TFEB-TGFβ Pathway Guards Stem Cells Against Senescence During Dormancy

This groundbreaking study reveals how organisms protect their stem cells from aging during periods of dormancy, offering new insights into longevity mechanisms. Researchers investigated adult reproductive diapause (ARD) in C. elegans worms - a survival state where animals can live for months without food and then recover to reproduce normally.

The team discovered that the transcription factor TFEB (called HLH-30 in worms) is essential for maintaining stem cell health during dormancy. When TFEB was disrupted, worms entered a senescence-like state characterized by multiple aging hallmarks: DNA damage in germline stem cells, enlarged nucleoli, cell cycle arrest, mitochondrial dysfunction, elevated oxidative stress, and increased senescence-associated β-galactosidase activity.

Through genetic screening, researchers identified that TFEB works through the TGFβ signaling pathway to coordinate nutrient sensing with growth control. This TFEB-TGFβ axis systemically regulates the balance between survival and reproduction, ensuring stem cells remain viable during stress periods. Importantly, the researchers demonstrated that TFEB's protective role is conserved in mouse embryonic diapause and human cancer dormancy.

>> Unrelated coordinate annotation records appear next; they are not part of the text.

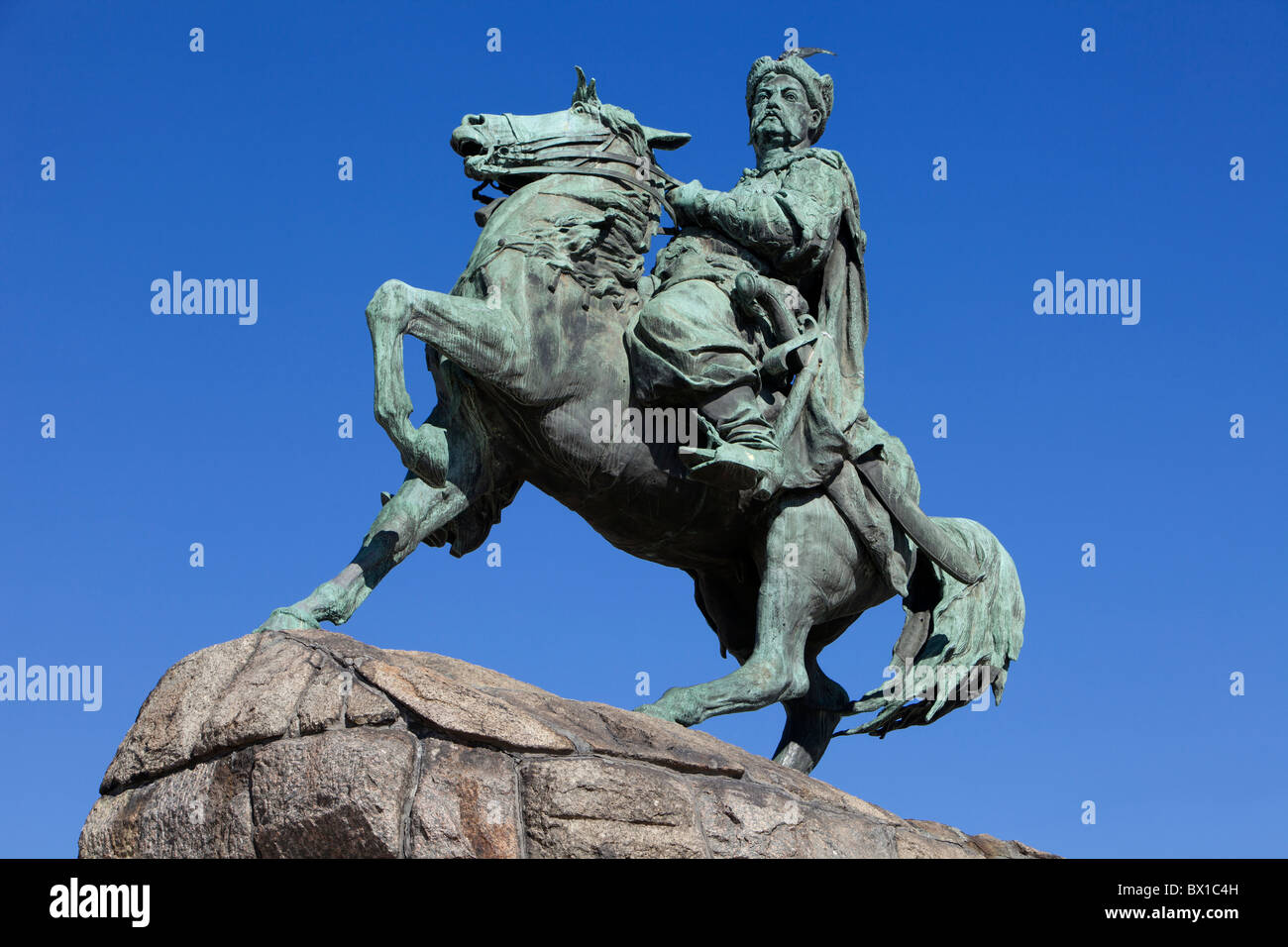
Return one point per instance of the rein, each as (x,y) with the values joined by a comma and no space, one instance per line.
(531,153)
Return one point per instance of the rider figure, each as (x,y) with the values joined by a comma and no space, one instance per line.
(781,222)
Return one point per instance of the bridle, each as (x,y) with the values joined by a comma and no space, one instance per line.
(529,158)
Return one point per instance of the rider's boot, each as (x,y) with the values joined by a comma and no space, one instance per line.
(747,455)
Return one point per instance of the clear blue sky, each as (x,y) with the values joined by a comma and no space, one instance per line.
(1063,429)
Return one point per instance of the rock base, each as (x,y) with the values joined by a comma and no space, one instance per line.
(309,744)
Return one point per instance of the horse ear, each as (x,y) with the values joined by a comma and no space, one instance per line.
(664,140)
(585,91)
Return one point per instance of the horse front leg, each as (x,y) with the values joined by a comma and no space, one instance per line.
(410,517)
(487,342)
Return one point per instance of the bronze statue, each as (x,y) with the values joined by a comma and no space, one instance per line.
(797,514)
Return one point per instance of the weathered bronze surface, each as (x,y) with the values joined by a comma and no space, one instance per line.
(793,509)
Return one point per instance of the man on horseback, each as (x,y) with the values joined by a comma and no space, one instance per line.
(791,223)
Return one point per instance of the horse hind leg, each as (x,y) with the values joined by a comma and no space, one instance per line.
(485,342)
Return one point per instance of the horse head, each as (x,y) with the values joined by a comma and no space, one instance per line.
(593,137)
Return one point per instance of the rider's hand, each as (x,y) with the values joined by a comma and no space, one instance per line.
(686,201)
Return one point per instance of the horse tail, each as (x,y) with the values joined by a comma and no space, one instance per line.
(957,641)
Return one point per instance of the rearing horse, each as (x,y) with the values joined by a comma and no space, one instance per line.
(523,352)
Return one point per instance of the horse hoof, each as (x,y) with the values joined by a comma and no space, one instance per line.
(287,620)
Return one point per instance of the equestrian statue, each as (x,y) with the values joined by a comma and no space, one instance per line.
(793,510)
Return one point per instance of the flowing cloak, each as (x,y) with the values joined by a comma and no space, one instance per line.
(835,427)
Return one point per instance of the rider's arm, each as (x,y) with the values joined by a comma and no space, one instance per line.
(793,227)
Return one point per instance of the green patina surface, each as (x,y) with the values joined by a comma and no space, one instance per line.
(793,509)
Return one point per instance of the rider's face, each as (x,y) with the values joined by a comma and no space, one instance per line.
(781,115)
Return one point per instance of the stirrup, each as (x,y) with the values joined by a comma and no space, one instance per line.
(733,467)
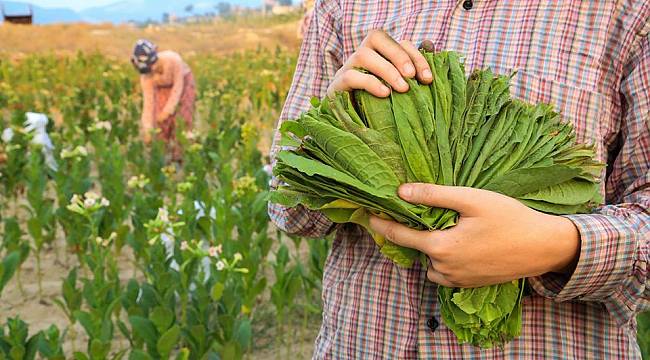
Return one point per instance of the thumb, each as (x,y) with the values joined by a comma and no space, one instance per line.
(464,200)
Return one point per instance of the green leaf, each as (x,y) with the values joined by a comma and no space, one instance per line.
(523,181)
(137,354)
(144,329)
(168,341)
(573,192)
(8,267)
(162,318)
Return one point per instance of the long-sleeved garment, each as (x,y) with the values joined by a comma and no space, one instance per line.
(591,59)
(172,92)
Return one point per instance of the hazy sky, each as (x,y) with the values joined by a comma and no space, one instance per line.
(77,5)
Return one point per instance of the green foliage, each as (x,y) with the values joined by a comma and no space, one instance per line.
(115,198)
(351,152)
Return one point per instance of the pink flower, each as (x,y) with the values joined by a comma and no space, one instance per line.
(213,251)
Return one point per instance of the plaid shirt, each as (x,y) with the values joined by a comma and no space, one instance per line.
(591,59)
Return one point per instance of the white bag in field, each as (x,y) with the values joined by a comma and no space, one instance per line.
(36,123)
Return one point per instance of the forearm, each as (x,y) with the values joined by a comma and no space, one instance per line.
(613,266)
(176,91)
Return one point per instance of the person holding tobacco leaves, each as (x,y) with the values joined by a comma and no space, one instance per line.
(588,273)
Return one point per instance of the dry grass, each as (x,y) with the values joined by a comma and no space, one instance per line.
(221,37)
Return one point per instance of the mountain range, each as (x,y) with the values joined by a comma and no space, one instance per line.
(121,11)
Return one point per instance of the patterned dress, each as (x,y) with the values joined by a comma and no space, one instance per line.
(591,59)
(172,91)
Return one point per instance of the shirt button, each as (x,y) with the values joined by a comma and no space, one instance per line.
(432,324)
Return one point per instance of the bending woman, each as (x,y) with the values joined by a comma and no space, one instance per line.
(168,91)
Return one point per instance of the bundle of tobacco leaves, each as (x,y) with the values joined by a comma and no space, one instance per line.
(348,155)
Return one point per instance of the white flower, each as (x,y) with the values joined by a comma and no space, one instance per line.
(76,199)
(79,151)
(213,251)
(89,202)
(106,125)
(91,195)
(163,215)
(7,135)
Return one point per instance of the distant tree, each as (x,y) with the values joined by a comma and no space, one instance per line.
(224,8)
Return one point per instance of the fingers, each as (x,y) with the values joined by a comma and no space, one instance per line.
(438,278)
(352,79)
(423,71)
(383,44)
(424,241)
(467,201)
(376,64)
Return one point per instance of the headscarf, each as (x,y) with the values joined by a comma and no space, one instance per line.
(144,56)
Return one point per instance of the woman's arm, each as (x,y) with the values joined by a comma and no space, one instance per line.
(176,67)
(148,116)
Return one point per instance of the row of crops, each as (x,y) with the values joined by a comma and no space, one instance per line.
(205,274)
(163,260)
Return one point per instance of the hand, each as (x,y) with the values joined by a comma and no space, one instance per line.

The findings suggest that organisms have evolved sophisticated mechanisms to prevent stem cell senescence during dormancy states. This research provides a new model for studying stem cell longevity and senescence in living organisms, directly relevant to understanding aging in mammals. The work identifies potential therapeutic targets for promoting healthy aging by maintaining stem cell function during stress.